The aim of the lattice gallery s to provide an impression
of the results that can be obtained using the HQS lattice library.
It is not intended to provide a detailed description of the methods.
Band structure of a simple 1D chain with hopping parameter \(t\)
and repulsive Hubbard-type interaction of strength \(U/t=5.0\). The band structure
was obtained by means of Cluster Perturbation Theory (CPT) with a cluster size of \(M_C = 18\)
lattice sites.
The band structure features a Mott gap and the separation of the dispersing features into
spin and charge excitations.#
Effective 1D model of a Transpolyacetylene with Hubbard-type interactions#
Band structure of an effective lattice model for Transpolyacetylene molecules.
This effective model is also known as the Su-Schrieffer-Heeger chain.

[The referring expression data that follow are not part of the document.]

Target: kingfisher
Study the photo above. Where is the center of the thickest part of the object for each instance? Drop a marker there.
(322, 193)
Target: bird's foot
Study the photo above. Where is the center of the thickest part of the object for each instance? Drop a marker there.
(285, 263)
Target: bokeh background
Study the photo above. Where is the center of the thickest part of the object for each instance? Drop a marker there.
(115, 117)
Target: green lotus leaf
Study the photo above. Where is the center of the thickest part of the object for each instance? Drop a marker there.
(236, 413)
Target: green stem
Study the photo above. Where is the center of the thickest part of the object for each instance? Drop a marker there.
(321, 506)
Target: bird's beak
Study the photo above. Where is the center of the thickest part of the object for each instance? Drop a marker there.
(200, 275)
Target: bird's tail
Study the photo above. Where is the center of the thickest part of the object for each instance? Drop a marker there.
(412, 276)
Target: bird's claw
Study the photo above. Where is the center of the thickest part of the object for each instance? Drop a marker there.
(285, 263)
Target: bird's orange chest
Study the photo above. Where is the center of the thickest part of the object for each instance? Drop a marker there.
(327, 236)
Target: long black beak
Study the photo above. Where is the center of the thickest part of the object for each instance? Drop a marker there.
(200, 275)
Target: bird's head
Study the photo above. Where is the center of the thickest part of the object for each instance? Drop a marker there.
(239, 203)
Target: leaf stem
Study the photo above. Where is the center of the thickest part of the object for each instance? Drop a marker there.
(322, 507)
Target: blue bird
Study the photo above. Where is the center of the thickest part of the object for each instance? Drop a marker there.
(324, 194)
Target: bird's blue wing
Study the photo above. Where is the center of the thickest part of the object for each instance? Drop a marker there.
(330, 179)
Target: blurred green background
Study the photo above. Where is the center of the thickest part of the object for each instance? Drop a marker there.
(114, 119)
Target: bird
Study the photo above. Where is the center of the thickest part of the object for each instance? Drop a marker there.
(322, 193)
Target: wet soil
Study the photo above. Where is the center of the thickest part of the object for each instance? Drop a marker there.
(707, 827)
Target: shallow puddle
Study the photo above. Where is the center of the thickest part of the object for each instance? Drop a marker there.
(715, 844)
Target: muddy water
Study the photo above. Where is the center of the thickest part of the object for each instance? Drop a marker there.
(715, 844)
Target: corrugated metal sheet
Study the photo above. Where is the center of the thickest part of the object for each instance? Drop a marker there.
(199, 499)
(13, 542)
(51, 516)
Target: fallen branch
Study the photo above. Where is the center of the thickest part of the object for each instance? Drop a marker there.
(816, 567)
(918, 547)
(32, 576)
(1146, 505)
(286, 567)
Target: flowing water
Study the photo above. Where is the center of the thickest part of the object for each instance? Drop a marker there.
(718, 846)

Here we plot the band structure of the non-interacting model (\(U/t=0\)) derived
from CPT with cluster size \(M_C=8\).
The band structure displays two bands, the binding one, with energies below the Fermi energy
\(E_F=0\) and the non-binding one.#
Here we plot the band structure of the Transpolyacetylene model with interaction strength
\(U/t=1.0\) derived from CPT with cluster size \(M_C=8\).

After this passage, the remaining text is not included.